XAI-CLIP: ROI-Guided Perturbation Framework for Explainable Medical Image Segmentation in Multimodal Vision-Language Models
Thuraya Alzubaidi, Sana Ammar, Maryam Alsharqi, Islem Rekik, Muzammil Behzad
TL;DR
XAI-CLIP integrates region-aware localization from vision-language representations with ROI-restricted perturbation methods to produce anatomically meaningful explanations for medical image segmentation. By constraining perturbations to clinically relevant regions and employing a segmentation-guided localization pipeline (including CoOp prompts and a U-Net backbone), it achieves clearer attribution maps with substantial runtime reductions. Empirical results on FLARE22 and CHAOS show improved dice and IoU for occlusion-based explanations and strong efficiency gains across LIME and RISE variants, supporting both interpretability and practicality in clinical settings. The framework advances explainable medical imaging by marrying semantic region priors with efficient perturbation-based XAI, facilitating transparent and deployable segmentation systems.
Abstract
Medical image segmentation is a critical component of clinical workflows, enabling accurate diagnosis, treatment planning, and disease monitoring. However, despite the superior performance of transformer-based models over convolutional architectures, their limited interpretability remains a major obstacle to clinical trust and deployment. Existing explainable artificial intelligence (XAI) techniques, including gradient-based saliency methods and perturbation-based approaches, are often computationally expensive, require numerous forward passes, and frequently produce noisy or anatomically irrelevant explanations. To address these limitations, we propose XAI-CLIP, an ROI-guided perturbation framework that leverages multimodal vision-language model embeddings to localize clinically meaningful anatomical regions and guide the explanation process.
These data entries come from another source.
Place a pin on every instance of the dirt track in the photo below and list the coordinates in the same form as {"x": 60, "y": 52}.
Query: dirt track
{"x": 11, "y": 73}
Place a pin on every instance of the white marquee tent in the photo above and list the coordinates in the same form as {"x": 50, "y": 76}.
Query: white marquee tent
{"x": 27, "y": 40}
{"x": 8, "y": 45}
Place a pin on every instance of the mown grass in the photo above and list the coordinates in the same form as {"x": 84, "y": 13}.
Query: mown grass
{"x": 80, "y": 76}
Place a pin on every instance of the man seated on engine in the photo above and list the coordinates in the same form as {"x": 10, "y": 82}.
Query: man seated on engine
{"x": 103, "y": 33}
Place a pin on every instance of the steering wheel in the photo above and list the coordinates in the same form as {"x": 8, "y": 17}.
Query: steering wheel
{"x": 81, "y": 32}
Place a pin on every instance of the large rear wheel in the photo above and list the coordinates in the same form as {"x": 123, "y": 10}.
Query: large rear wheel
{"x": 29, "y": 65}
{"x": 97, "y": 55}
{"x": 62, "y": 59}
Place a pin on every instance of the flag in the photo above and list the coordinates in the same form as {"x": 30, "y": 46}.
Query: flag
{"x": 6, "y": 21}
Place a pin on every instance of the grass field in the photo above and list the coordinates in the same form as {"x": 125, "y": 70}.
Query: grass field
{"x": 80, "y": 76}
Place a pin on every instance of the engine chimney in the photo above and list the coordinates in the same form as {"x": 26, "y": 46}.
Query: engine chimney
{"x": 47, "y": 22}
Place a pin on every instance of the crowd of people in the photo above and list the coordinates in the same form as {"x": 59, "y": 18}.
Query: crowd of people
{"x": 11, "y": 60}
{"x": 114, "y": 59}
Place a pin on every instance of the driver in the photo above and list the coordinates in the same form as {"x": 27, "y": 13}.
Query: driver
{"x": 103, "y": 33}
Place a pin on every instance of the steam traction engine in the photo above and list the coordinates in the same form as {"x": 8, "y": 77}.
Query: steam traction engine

By integrating language-informed region localization with medical image segmentation and applying targeted, region-aware perturbations, the proposed method generates clearer, boundary-aware saliency maps while substantially reducing computational overhead. Experiments conducted on the FLARE22 and CHAOS datasets demonstrate that XAI-CLIP achieves up to a 60\% reduction in runtime, a 44.6\% improvement in dice score, and a 96.7\% increase in Intersection-over-Union for occlusion-based explanations compared to conventional perturbation methods. Qualitative results further confirm cleaner and more anatomically consistent attribution maps with fewer artifacts, highlighting that the incorporation of multimodal vision-language representations into perturbation-based XAI frameworks significantly enhances both interpretability and efficiency, thereby enabling transparent and clinically deployable medical image segmentation systems.